Individual Variations and the Grieving Process

Children and Death

We don’t like to connect the words, but children experience death and loss too. How we choose to represent death and dying to our children will have far reaching impact on their experience of life and living, as they pass their learned association of death by example down to their own children and grandchildren. Our grief with the death of a loved one is a powerful tool of expression, an expression our children will never forget. How can you make a positive difference when faced with children and death?

We best teach our children through what we do and not through what we say. If we are telling our children that death is a natural part of life yet neglect to explain why everyone is upset and crying, what have we taught our children about death? Our own honesty and straightforwardness is an integral part of a child’s positive grief and mourning experience. How honest are we with ourselves? What fears do we have, and do we want to pass those fears onto our children? How can grieving parents help children grieve in a healthy way?

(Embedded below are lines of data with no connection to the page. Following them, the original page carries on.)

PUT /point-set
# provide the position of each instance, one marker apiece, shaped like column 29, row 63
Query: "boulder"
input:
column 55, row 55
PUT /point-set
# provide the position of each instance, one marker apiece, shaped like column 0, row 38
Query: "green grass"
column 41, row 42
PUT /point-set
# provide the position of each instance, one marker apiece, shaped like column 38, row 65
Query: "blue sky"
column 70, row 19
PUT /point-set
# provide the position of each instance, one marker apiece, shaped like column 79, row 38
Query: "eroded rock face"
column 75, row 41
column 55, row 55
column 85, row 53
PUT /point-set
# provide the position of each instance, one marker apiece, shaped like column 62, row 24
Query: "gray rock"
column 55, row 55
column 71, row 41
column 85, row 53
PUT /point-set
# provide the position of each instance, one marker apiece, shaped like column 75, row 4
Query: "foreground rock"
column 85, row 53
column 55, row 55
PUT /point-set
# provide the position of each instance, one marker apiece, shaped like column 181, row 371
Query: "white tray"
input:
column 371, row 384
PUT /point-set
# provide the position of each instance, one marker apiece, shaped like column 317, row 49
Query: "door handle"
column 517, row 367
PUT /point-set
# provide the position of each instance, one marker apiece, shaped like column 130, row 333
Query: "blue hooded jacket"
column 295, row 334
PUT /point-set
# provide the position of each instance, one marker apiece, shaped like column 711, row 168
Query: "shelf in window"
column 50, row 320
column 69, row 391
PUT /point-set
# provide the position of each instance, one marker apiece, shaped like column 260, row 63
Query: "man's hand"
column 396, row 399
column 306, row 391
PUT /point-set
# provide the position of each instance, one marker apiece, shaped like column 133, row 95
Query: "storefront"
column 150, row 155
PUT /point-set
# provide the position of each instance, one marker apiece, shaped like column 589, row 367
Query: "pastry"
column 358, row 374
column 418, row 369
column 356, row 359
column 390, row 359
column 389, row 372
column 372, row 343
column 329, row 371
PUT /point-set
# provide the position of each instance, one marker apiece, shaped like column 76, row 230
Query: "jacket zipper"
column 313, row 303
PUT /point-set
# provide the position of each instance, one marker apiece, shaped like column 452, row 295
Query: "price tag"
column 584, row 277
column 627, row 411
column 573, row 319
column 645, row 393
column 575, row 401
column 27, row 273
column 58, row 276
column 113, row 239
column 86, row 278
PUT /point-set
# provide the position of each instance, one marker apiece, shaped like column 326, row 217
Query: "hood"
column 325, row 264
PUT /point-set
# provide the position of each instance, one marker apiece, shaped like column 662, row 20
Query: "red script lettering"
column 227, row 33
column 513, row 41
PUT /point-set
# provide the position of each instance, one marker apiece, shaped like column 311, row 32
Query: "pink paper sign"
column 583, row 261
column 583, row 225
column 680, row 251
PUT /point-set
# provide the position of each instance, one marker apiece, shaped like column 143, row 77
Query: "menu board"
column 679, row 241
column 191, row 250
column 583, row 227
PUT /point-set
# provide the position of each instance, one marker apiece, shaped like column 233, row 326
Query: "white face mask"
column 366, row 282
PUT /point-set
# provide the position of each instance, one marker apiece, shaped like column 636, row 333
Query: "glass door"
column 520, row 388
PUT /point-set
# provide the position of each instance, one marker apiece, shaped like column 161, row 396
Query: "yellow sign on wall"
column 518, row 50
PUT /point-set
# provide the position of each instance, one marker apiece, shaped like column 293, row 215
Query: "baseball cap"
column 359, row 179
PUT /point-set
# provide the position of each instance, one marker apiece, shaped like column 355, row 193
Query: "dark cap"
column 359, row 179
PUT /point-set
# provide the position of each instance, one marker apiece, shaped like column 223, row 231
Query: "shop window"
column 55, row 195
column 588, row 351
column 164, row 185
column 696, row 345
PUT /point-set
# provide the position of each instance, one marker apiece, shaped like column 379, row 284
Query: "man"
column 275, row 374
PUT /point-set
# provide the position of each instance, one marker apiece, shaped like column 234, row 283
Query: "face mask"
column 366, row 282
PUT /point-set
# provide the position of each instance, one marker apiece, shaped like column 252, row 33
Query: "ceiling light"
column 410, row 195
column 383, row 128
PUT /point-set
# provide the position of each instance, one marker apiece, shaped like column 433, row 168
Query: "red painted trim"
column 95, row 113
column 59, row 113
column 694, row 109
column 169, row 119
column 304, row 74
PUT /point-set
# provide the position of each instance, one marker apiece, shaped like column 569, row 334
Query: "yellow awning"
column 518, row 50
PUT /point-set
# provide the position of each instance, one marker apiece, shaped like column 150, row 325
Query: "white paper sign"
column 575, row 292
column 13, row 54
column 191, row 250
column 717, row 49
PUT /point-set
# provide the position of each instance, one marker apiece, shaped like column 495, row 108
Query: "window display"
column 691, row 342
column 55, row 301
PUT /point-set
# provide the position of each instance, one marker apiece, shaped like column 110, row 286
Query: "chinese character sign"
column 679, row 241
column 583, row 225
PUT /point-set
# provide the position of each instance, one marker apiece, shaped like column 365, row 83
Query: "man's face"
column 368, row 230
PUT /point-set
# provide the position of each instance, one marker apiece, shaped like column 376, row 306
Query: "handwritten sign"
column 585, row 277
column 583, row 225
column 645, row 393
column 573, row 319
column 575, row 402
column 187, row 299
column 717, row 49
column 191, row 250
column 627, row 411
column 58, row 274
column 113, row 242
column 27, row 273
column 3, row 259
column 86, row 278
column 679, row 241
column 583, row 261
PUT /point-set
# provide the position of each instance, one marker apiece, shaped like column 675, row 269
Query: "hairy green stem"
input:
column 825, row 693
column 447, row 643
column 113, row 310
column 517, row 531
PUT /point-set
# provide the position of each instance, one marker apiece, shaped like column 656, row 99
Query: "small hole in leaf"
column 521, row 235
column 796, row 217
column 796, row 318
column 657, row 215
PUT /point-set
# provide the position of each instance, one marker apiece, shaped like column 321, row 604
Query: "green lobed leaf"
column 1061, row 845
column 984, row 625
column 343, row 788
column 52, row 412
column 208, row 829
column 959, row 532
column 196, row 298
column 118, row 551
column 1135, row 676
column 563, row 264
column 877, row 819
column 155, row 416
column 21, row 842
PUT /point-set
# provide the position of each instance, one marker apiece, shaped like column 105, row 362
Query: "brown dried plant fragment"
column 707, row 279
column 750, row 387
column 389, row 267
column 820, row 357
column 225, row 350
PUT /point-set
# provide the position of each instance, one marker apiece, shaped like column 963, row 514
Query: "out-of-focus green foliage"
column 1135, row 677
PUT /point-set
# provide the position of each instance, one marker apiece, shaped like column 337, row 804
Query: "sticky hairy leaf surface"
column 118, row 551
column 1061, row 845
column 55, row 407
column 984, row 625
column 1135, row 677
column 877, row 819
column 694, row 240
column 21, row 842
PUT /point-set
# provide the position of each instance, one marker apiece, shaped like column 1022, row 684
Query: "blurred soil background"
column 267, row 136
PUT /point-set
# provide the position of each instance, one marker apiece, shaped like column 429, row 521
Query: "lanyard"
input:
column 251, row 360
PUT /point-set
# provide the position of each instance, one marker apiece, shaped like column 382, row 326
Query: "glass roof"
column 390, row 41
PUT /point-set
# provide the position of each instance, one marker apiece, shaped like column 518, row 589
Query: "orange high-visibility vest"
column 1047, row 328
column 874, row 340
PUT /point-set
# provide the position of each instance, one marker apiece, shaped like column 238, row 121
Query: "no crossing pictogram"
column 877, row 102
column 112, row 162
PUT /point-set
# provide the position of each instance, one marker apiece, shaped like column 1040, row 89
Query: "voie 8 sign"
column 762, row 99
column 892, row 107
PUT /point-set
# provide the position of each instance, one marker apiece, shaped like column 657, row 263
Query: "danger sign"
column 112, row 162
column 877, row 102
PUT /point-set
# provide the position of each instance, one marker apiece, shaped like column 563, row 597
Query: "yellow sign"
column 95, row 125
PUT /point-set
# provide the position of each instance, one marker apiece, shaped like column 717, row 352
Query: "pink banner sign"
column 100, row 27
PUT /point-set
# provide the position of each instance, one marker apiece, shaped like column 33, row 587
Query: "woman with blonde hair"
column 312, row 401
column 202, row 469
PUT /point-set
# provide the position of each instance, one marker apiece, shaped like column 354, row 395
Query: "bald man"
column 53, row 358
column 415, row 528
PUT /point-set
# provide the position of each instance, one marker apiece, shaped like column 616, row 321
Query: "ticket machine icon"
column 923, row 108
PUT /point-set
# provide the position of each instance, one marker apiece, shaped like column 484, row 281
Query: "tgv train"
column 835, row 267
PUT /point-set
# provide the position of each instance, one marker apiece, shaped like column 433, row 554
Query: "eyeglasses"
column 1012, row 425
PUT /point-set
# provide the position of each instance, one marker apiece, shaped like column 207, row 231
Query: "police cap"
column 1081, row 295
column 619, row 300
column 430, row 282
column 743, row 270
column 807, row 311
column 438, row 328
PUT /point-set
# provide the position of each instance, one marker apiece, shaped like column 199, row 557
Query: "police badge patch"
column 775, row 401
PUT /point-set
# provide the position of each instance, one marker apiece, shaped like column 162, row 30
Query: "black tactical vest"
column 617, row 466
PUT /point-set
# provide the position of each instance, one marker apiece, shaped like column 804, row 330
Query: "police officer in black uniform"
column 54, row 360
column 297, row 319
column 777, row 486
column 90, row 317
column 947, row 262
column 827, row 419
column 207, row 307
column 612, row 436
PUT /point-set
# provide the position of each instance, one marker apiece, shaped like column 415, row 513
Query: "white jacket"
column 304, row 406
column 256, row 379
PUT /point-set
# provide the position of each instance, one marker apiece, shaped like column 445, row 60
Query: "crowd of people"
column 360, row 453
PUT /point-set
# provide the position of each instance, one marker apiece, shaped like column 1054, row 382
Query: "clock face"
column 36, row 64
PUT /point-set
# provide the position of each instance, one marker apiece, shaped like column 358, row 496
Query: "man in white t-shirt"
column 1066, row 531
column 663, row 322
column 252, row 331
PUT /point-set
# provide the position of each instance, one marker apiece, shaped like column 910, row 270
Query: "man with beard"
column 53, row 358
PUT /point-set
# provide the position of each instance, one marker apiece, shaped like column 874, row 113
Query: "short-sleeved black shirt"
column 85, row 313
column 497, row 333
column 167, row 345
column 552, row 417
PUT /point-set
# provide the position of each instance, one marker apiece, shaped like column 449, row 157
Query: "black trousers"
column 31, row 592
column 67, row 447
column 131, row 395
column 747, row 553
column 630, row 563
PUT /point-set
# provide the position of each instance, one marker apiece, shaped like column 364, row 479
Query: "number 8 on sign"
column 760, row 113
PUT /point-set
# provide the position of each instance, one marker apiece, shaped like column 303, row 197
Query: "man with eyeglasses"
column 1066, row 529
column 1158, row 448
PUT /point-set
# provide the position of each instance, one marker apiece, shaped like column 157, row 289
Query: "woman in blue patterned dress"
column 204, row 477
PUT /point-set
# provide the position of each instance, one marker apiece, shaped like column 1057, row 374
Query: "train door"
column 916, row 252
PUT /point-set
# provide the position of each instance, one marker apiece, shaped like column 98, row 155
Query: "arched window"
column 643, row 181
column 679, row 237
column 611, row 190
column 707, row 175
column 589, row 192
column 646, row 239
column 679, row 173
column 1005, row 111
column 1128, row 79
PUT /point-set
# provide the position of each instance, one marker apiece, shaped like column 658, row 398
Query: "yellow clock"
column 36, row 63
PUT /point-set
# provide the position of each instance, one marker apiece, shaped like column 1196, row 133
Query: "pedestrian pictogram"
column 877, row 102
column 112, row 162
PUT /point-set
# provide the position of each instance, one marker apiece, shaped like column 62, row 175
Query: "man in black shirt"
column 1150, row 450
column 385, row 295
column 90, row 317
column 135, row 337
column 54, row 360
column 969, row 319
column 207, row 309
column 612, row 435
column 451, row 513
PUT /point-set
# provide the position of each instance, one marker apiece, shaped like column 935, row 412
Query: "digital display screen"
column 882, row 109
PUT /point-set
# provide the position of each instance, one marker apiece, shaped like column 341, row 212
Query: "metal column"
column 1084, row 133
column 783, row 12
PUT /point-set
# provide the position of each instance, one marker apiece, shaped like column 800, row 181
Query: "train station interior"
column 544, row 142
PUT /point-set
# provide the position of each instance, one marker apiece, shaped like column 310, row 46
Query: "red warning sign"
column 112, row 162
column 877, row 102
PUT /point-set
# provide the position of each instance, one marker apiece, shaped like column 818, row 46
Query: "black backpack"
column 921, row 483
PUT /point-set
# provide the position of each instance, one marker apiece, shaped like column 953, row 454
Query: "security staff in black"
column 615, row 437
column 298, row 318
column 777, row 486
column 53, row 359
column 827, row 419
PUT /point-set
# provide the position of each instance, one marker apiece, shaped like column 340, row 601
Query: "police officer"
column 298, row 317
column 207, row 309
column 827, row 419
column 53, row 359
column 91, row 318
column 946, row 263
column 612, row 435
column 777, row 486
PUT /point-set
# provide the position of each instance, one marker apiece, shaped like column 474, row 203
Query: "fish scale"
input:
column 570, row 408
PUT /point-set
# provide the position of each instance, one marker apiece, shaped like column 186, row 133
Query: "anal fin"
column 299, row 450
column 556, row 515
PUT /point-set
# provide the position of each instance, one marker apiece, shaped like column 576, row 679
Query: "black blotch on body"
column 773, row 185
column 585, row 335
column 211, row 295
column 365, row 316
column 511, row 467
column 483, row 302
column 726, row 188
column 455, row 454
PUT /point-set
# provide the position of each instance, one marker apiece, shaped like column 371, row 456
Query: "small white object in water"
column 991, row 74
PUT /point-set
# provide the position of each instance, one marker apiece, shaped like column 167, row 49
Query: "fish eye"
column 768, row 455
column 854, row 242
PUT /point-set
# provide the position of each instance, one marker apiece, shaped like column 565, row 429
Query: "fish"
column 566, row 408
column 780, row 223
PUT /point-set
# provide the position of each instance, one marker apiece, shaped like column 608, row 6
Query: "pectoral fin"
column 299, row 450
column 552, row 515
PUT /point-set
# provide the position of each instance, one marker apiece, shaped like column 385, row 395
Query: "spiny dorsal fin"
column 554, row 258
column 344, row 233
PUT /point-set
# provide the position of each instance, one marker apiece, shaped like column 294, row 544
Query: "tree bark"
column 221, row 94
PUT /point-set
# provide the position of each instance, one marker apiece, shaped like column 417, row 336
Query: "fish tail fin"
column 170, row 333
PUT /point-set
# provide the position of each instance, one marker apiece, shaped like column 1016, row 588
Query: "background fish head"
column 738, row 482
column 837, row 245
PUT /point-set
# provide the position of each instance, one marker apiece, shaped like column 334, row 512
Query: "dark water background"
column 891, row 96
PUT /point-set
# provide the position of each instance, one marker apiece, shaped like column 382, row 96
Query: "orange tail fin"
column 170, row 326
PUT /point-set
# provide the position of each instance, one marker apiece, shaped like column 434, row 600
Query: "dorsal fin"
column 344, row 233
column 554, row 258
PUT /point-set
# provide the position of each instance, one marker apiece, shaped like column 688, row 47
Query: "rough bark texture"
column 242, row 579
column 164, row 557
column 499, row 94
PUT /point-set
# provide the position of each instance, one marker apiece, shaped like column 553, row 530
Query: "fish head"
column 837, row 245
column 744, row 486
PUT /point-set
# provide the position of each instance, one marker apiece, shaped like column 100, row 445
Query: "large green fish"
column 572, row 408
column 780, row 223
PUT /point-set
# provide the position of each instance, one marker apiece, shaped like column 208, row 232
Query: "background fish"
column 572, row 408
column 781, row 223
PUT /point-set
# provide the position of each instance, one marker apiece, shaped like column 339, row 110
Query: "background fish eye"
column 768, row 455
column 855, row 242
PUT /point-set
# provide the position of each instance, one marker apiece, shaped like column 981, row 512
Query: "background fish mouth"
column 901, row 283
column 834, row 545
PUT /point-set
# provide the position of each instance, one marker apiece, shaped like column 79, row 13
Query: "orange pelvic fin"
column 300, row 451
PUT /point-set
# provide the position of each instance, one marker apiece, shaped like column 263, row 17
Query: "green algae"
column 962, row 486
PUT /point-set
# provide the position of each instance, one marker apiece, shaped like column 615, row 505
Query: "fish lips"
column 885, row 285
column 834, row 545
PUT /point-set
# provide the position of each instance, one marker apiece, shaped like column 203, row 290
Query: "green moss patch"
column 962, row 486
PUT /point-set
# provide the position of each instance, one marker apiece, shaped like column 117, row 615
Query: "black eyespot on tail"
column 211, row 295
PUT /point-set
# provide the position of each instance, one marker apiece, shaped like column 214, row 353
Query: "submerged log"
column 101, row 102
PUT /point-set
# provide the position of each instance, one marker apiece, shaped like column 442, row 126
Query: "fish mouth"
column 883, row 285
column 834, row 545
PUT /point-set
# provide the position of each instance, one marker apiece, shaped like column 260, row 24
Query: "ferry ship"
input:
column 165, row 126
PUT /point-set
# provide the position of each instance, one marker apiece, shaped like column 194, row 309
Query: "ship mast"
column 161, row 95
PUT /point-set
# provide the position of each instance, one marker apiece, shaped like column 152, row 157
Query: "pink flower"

Some important guidelines for coping with children and death are:

Emotional investment In other words, who died? Was it a parent, a sibling, best friend, favorite playmate or pet? The importance of emotional investment cannot be stressed enough. The degree of a child’s mourning and loss will be directly related to the child’s emotional investment in the deceased. Remember, the relationship your child shared with a beloved pet can sometimes be greater than an older sibling. Their mourning will reflect that. Keep in mind the child’s own special relationship with the deceased, as well as the future loss that child may experience.
Age appropriate children of different ages see death in different ways. A five year old will be most influenced by the reactions of their primary caretakers, while the teen-ager will be faced with reactions of his peer group as well. If you have more than one child, it’s important to speak with each child individually in an age appropriate way, because though they may have shared a relationship with the person who died, each of those relationships are unique to your child. Be aware of future loss too. For example, the death of a sibling will affect future family celebrations that sibling will not attend weddings and graduations. Younger children tend to view their world as happening right now, rarely understanding that the impact of a death in the family will have far reaching consequences. It can be helpful to gently point out to the younger child that death means his beloved parent/sibling/friend will not be a physical part of their future. Older children usually appreciate future loss, though dealing with peers can often make them feel different, embarrassed and ashamed. All of these feelings are valid. After all, can’t you remember a bad hair day in high school? Imagine what a death can feel like to the teenage child!
Continued support As a child grows older, their understanding of life and death also grows, and with this can come more questions about death. Parents and care professionals can help a child with their grief by remaining honest and open to continued discussion. Helping a child to connect with another grieving child can be extremely effective, especially for teenagers. Support groups are old and trusted venues for grief management. Let your child know that grief lasts forever, and explain that mourning is an expression of our grief. If your own grief is too overwhelming, make sure you get help for the children. There is nothing wrong with being overwhelmed with your grief – as long as you make sure your children get the help they need too.

As parents, care givers, teachers and friends, we have a huge responsibility when faced with helping children to cope with death. Our reactions and responses to death and grief will define how our beloved children experience death not only now, but in the future. Hopefully, our children will outlive us, and one day, they will be responsible for burying us. When we have prior experience with death, we have an amazing opportunity to teach our children how to mourn long before they mourn for us. When we die, we can’t be there for our children as they weep beside our grave, but what we have taught them about death and dying reaches out beyond our grave.

In my house, we have a saying. Everybody dies. It is not meant to be heartless. It is simply a fact. However, how you live with death is all up to you. Make sure the message you are giving is one you believe in, one you want your children to share, and one you are proud to own.